Discussion of the federal debt ceiling has dominated the front page recently. Several Washington University in St. Louis faculty experts, all members of the Weidenbaum Center on the Economy, Government, and Public Policy, have offered their opinions to the news media on the history of the debt ceiling and what may happen if a deal is not reached.
Steve Fazzari, PhD, professor of economics in Arts & Sciences, told the St. Louis Beacon that he doesn’t think the posturing between the White House and congressional leaders is the best way to make policy.
“The main concern is what happens to the economy if no deal goes through and the government is forced to reduce its spending to the amount of revenue it collects in taxes,” he said. “Will we actually even default? Nobody knows. There’s enough tax revenue coming in to pay interest, so the government can cover the interest, but it would have to cut its spending drastically and abruptly elsewhere. The cuts we’re talking about are huge and would be economically disastrous.”
They would be especially painful, Fazzari says, because the economic recovery is so fragile. Cutting $1 trillion in spending in one year, he explained, would destroy large amounts of personal income for Americans.
“Once you cut,” he said, “you see incomes falling and tax revenues coming down. It would create not just another recession but a pretty nasty recession. We might go into a double-dip recession anyway. Anyone who thinks this would be good for the country would be misguided. I find it very frustrating that this scenario is even out there.”
In Fazzari’s view, the strident political position of Republicans who refuse to vote for a higher debt ceiling is fundamentally destructive. He argues that “our economy simply cannot function in its current state without a large amount of government borrowing. Household incomes and business profits depend on a deficit in these weak economic times. Those who think we can absorb the hit required to balance the federal budget next without greatly magnifying our unemployment problems have their heads in the sand. I hope they do not get the chance to experiment with our economic well-being.”
Murray Weidenbaum, PhD, the Edward Mallinckrodt Distinguished University Professor, told the St. Louis Post-Dispatch he predicts that the government will pay the interest on Treasury bonds no matter what. Defaulting on them would shake the world financial system, which relies on Treasuries as the ultimate safe investment.
The most likely victims of default are government contractors, says Weidenbaum, who was chief economic advisor to then-President Ronald Reagan. “There is historical precedent to slowing payments to government contractors,” he says.

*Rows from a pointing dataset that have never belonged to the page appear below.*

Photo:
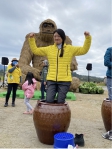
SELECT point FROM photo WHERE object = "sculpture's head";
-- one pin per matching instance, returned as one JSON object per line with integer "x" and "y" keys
{"x": 47, "y": 27}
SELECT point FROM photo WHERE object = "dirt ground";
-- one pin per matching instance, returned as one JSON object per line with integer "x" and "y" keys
{"x": 17, "y": 130}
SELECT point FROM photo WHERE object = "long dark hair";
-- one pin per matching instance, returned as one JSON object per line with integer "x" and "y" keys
{"x": 29, "y": 78}
{"x": 63, "y": 36}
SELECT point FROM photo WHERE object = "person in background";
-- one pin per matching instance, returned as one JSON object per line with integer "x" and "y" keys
{"x": 43, "y": 79}
{"x": 29, "y": 87}
{"x": 108, "y": 64}
{"x": 13, "y": 80}
{"x": 59, "y": 56}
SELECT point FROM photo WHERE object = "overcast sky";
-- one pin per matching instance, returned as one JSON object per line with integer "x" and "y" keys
{"x": 20, "y": 17}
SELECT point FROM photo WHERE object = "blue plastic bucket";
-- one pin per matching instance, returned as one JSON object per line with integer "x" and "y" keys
{"x": 62, "y": 140}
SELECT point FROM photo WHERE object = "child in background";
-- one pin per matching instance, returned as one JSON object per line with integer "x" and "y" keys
{"x": 29, "y": 87}
{"x": 43, "y": 79}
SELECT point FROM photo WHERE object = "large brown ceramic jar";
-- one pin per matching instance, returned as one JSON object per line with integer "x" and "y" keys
{"x": 106, "y": 111}
{"x": 50, "y": 119}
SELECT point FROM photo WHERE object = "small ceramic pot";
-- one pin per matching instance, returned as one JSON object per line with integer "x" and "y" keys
{"x": 49, "y": 119}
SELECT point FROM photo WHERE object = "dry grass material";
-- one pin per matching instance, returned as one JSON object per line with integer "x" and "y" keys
{"x": 17, "y": 129}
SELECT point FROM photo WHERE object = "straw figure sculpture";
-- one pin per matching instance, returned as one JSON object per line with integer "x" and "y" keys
{"x": 29, "y": 62}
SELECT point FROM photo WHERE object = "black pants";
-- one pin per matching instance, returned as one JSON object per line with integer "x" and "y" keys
{"x": 11, "y": 87}
{"x": 57, "y": 87}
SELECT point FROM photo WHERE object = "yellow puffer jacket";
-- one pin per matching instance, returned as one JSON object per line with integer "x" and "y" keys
{"x": 59, "y": 67}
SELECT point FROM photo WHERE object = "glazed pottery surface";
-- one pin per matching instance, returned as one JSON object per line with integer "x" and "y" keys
{"x": 106, "y": 111}
{"x": 50, "y": 119}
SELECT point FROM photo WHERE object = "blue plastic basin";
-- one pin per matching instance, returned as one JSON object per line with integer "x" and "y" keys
{"x": 62, "y": 140}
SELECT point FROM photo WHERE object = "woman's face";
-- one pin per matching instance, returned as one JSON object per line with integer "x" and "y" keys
{"x": 57, "y": 39}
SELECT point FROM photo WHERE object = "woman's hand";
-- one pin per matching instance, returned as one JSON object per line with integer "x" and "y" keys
{"x": 31, "y": 35}
{"x": 86, "y": 33}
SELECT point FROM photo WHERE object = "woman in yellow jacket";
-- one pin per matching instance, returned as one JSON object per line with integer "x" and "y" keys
{"x": 59, "y": 56}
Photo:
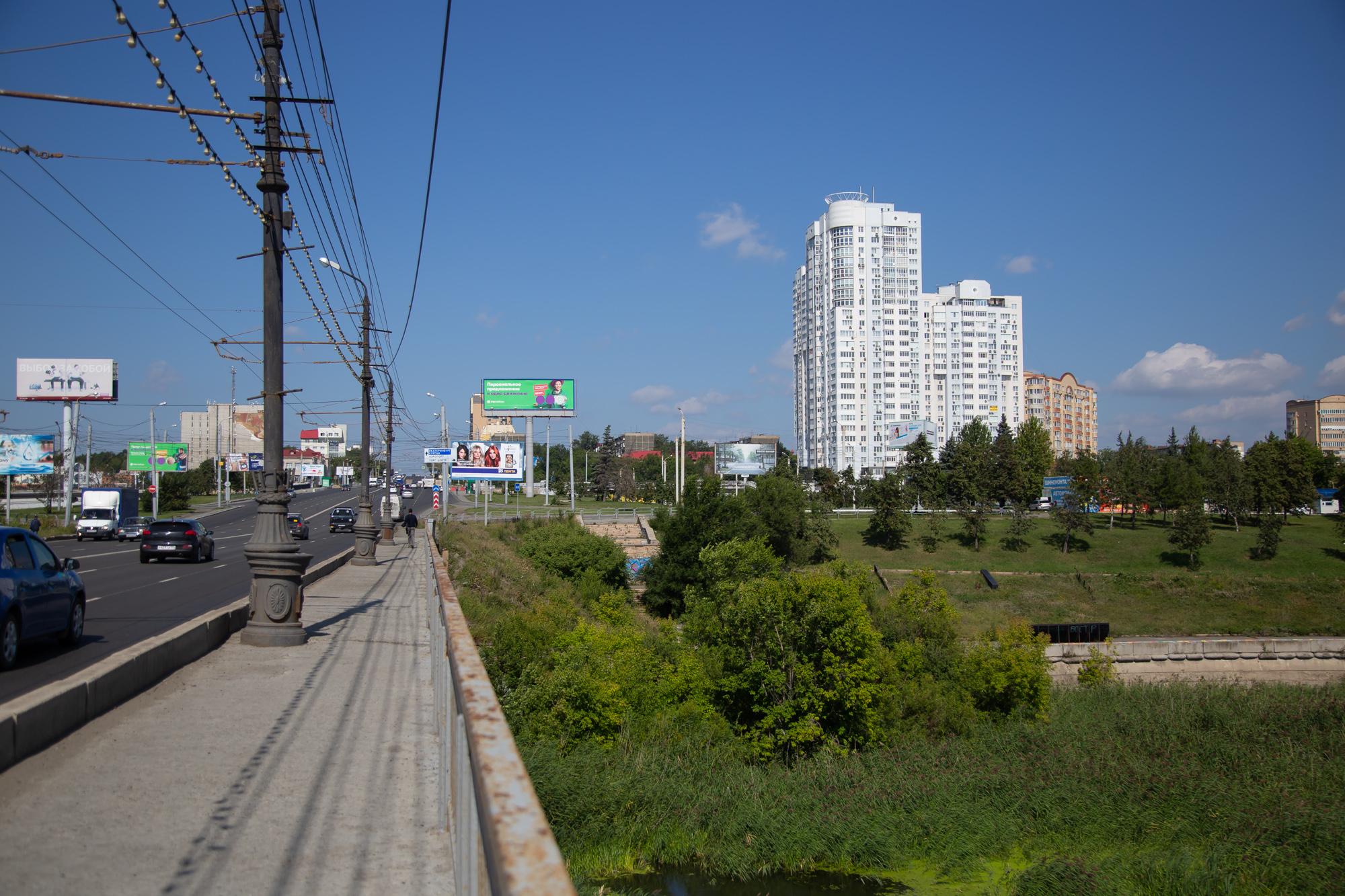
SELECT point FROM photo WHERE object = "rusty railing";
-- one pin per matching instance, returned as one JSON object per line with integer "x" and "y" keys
{"x": 502, "y": 841}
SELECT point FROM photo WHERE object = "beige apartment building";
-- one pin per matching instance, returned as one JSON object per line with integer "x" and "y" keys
{"x": 1320, "y": 421}
{"x": 1066, "y": 408}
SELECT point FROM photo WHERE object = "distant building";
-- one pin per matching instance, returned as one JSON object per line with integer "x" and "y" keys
{"x": 1066, "y": 408}
{"x": 200, "y": 428}
{"x": 633, "y": 442}
{"x": 490, "y": 428}
{"x": 330, "y": 442}
{"x": 1320, "y": 421}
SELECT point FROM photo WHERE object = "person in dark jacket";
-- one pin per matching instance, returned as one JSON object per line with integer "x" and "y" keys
{"x": 411, "y": 522}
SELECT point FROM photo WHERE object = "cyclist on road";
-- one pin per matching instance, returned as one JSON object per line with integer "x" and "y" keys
{"x": 411, "y": 521}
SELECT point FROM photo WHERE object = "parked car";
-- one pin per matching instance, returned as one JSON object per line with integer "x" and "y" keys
{"x": 298, "y": 528}
{"x": 186, "y": 538}
{"x": 132, "y": 528}
{"x": 40, "y": 595}
{"x": 341, "y": 518}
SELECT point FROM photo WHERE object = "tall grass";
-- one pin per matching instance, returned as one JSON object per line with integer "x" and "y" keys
{"x": 1165, "y": 788}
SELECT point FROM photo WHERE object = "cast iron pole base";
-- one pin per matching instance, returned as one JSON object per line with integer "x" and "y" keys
{"x": 367, "y": 536}
{"x": 278, "y": 596}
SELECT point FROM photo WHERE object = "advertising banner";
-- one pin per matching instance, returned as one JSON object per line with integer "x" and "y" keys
{"x": 486, "y": 460}
{"x": 67, "y": 380}
{"x": 529, "y": 397}
{"x": 28, "y": 455}
{"x": 736, "y": 458}
{"x": 169, "y": 456}
{"x": 900, "y": 435}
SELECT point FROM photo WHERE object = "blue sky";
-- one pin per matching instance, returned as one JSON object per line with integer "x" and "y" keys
{"x": 622, "y": 190}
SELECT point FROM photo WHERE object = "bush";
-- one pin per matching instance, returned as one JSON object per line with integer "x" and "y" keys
{"x": 1007, "y": 673}
{"x": 570, "y": 552}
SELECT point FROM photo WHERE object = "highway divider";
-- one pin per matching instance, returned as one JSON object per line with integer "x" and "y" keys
{"x": 40, "y": 719}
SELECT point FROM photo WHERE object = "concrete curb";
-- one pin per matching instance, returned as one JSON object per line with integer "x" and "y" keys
{"x": 40, "y": 719}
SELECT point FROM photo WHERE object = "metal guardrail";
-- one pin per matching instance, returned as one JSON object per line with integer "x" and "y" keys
{"x": 502, "y": 841}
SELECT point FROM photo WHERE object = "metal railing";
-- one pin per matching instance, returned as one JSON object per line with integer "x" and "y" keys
{"x": 502, "y": 841}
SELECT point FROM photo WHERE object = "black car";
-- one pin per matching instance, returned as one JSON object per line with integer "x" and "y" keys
{"x": 341, "y": 518}
{"x": 298, "y": 528}
{"x": 40, "y": 594}
{"x": 186, "y": 538}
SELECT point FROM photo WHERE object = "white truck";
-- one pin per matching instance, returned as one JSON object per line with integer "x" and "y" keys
{"x": 103, "y": 510}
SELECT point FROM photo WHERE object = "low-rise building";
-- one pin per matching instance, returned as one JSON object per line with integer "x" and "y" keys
{"x": 1320, "y": 421}
{"x": 1067, "y": 408}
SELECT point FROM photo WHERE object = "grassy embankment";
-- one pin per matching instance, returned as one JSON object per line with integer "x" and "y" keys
{"x": 1133, "y": 579}
{"x": 1125, "y": 790}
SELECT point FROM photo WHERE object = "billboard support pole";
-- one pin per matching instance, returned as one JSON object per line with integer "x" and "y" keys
{"x": 528, "y": 456}
{"x": 278, "y": 567}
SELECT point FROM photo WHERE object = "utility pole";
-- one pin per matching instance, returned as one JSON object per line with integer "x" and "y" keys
{"x": 388, "y": 505}
{"x": 233, "y": 373}
{"x": 365, "y": 528}
{"x": 278, "y": 568}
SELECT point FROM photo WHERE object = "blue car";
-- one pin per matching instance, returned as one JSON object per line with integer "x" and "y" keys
{"x": 40, "y": 595}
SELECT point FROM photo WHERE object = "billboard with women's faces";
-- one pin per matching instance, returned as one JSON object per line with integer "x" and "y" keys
{"x": 486, "y": 460}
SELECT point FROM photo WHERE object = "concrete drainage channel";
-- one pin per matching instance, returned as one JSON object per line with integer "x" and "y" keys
{"x": 37, "y": 720}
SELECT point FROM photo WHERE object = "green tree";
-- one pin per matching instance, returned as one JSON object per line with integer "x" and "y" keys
{"x": 794, "y": 658}
{"x": 1191, "y": 532}
{"x": 1020, "y": 526}
{"x": 707, "y": 517}
{"x": 891, "y": 521}
{"x": 783, "y": 513}
{"x": 922, "y": 473}
{"x": 1005, "y": 481}
{"x": 1034, "y": 458}
{"x": 1071, "y": 516}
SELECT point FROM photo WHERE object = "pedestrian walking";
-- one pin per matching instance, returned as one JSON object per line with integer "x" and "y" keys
{"x": 411, "y": 522}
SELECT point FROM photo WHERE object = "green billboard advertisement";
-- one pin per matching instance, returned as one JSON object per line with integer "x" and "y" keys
{"x": 169, "y": 456}
{"x": 529, "y": 397}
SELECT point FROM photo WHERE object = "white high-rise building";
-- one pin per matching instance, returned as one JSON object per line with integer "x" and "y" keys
{"x": 872, "y": 352}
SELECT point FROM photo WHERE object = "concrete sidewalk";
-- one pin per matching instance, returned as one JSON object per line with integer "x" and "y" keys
{"x": 255, "y": 770}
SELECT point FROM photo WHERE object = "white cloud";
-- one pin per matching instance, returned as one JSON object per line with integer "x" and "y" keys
{"x": 648, "y": 395}
{"x": 1338, "y": 311}
{"x": 1187, "y": 368}
{"x": 1334, "y": 373}
{"x": 1239, "y": 407}
{"x": 161, "y": 377}
{"x": 731, "y": 225}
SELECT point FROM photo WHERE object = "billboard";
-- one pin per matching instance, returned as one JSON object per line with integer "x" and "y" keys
{"x": 67, "y": 380}
{"x": 739, "y": 458}
{"x": 169, "y": 456}
{"x": 900, "y": 435}
{"x": 486, "y": 460}
{"x": 529, "y": 397}
{"x": 28, "y": 455}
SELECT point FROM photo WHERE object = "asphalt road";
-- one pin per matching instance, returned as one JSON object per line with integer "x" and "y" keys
{"x": 130, "y": 602}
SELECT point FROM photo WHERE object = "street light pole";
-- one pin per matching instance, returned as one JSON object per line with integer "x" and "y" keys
{"x": 278, "y": 568}
{"x": 365, "y": 528}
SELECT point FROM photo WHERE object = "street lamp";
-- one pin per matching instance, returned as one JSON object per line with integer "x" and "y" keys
{"x": 365, "y": 529}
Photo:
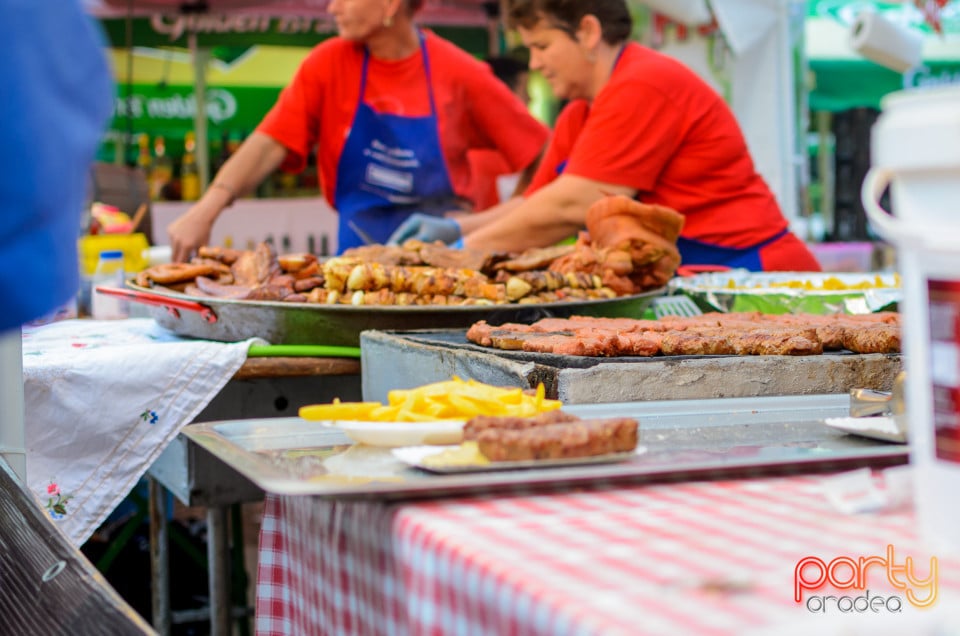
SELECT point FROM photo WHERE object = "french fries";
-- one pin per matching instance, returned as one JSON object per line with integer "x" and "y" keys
{"x": 453, "y": 399}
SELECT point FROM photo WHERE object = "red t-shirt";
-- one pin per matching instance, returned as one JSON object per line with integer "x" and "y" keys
{"x": 474, "y": 108}
{"x": 659, "y": 128}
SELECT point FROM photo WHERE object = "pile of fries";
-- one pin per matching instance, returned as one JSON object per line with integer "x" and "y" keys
{"x": 453, "y": 399}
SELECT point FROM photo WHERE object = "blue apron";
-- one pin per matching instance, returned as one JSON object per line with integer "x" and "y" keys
{"x": 694, "y": 252}
{"x": 391, "y": 166}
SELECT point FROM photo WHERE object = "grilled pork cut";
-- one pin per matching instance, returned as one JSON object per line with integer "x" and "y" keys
{"x": 579, "y": 438}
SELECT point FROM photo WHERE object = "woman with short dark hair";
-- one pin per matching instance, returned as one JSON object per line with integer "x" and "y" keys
{"x": 392, "y": 111}
{"x": 640, "y": 124}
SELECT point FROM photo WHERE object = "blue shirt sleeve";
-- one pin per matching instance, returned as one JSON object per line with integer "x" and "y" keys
{"x": 57, "y": 97}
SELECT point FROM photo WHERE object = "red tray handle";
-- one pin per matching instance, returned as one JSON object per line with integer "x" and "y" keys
{"x": 693, "y": 270}
{"x": 173, "y": 305}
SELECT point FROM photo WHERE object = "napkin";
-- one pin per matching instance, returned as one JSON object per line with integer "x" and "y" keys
{"x": 102, "y": 399}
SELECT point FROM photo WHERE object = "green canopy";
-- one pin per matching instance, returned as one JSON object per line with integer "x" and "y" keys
{"x": 841, "y": 79}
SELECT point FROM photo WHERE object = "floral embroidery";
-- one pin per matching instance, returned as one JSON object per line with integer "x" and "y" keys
{"x": 57, "y": 501}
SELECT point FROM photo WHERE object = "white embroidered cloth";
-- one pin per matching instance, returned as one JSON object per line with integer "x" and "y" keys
{"x": 102, "y": 399}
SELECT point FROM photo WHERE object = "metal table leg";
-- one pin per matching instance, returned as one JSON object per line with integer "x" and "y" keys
{"x": 218, "y": 559}
{"x": 159, "y": 558}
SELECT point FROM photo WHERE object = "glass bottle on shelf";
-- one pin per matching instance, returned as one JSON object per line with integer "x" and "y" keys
{"x": 189, "y": 174}
{"x": 162, "y": 171}
{"x": 144, "y": 159}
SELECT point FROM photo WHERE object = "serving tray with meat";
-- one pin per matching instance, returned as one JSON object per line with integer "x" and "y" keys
{"x": 624, "y": 259}
{"x": 709, "y": 334}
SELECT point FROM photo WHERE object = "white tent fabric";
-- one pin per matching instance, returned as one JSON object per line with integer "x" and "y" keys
{"x": 434, "y": 12}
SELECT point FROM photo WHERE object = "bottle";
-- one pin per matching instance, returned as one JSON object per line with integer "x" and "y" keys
{"x": 189, "y": 174}
{"x": 109, "y": 273}
{"x": 144, "y": 159}
{"x": 161, "y": 173}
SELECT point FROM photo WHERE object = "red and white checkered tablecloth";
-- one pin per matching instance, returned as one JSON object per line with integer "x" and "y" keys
{"x": 693, "y": 558}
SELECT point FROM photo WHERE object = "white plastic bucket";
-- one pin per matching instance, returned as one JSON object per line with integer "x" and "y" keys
{"x": 916, "y": 152}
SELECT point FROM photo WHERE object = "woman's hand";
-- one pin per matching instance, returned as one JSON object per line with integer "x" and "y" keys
{"x": 257, "y": 157}
{"x": 191, "y": 231}
{"x": 426, "y": 228}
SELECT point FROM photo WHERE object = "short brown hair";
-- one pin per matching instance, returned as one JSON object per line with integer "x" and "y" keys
{"x": 614, "y": 17}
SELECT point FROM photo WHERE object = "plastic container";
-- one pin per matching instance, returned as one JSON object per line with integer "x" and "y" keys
{"x": 916, "y": 152}
{"x": 132, "y": 246}
{"x": 109, "y": 273}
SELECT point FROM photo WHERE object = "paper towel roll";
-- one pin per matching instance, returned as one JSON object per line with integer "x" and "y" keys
{"x": 885, "y": 42}
{"x": 688, "y": 12}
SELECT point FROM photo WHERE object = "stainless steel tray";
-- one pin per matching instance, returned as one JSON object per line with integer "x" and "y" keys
{"x": 780, "y": 292}
{"x": 685, "y": 439}
{"x": 310, "y": 323}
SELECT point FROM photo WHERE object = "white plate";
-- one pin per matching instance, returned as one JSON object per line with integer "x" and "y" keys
{"x": 400, "y": 433}
{"x": 880, "y": 427}
{"x": 414, "y": 455}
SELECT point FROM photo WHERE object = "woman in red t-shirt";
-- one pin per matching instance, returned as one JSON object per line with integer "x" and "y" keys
{"x": 392, "y": 112}
{"x": 640, "y": 124}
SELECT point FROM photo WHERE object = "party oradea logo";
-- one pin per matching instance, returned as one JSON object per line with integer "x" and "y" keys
{"x": 842, "y": 585}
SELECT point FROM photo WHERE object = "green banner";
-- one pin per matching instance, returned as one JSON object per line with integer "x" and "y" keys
{"x": 844, "y": 84}
{"x": 248, "y": 30}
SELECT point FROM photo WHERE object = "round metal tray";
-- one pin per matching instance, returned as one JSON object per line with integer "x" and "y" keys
{"x": 309, "y": 323}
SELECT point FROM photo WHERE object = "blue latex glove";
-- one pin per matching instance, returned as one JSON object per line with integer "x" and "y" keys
{"x": 426, "y": 228}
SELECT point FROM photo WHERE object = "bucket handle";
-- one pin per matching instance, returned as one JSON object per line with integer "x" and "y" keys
{"x": 888, "y": 226}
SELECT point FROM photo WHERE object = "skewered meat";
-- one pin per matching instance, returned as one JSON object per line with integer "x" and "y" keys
{"x": 538, "y": 258}
{"x": 256, "y": 267}
{"x": 172, "y": 273}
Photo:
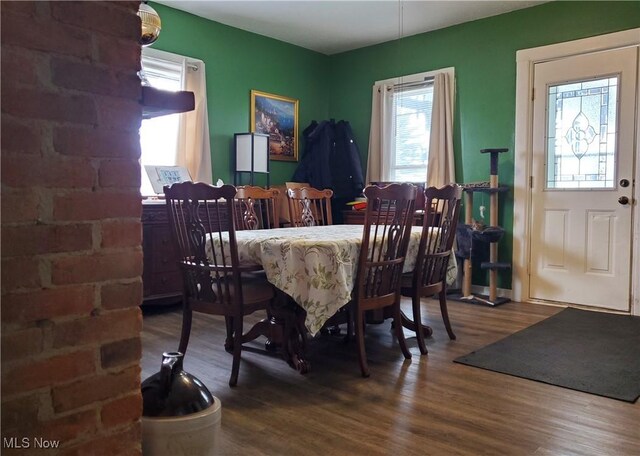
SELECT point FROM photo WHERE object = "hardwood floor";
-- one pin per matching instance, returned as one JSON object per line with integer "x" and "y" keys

Those hit would range from doctors and hospitals waiting for Medicare payments on up to big defense contractors in St. Louis. Boeing alone employs 15,000 people in St. Louis, mainly on work for the Pentagon. A big company such as Boeing would have lines of credit available to carry it through a payment drought, but smaller companies might not, said Weidenbaum.
Steven S. Smith, Ph.D., the Kate M. Gregg Professor of Social Sciences in Arts & Sciences, sees the showdown over raising the nation’s debt ceiling as a natural byproduct of modern politics combined with the checks and balances afforded by the Constitution.
“With polarized parties plus divided party control in Congress it’s a recipe for deadlock,” Smith said Tuesday in a video interview with KARE 11 News in Minneapolis, Minn. “And we’re getting exactly what the rules of the game in the Constitution would suggest that we should get.”
Smith sees many parallels between the current deadlock in Washington and the stalemate that drove Minnesota into the longest government shutdown in history. In both cases the key players are no longer moderates who can reach across the aisle to forge compromises, but rather true partisans who stay in their own camps philosophically and rhetorically, he said.
“This isn’t just position-taking. It isn’t just politics. These are real differences about the role of government,” said Smith, a nationally recognized congressional expert and director of the Weidenbaum Center.
Smith pointed out that the federal debt ceiling was created by Congress in the World War I era, and has been raised through legislative action more than 100 times. It’s been raised 74 times since 1962, including 17 upward adjustments during Ronald Reagan’s two terms in office.
“The simplest way to solve this problem is to pass a one-sentence bill, that increases the debt limit,” Smith remarked. “This stands as one little line if federal law, and it can be eliminated. It can be amended.”
But Republicans, who control the U.S. House, have decided to use the debt limit debate as leverage to achieve deeper long-term cuts in federal spending. Other Republicans are telling crowds that they will refuse to vote for increasing the debt ceiling no matter what.
“Many Republicans have been elected in office saying they’d never vote to increase the debt limit. Some of them under any circumstances,” Smith explained.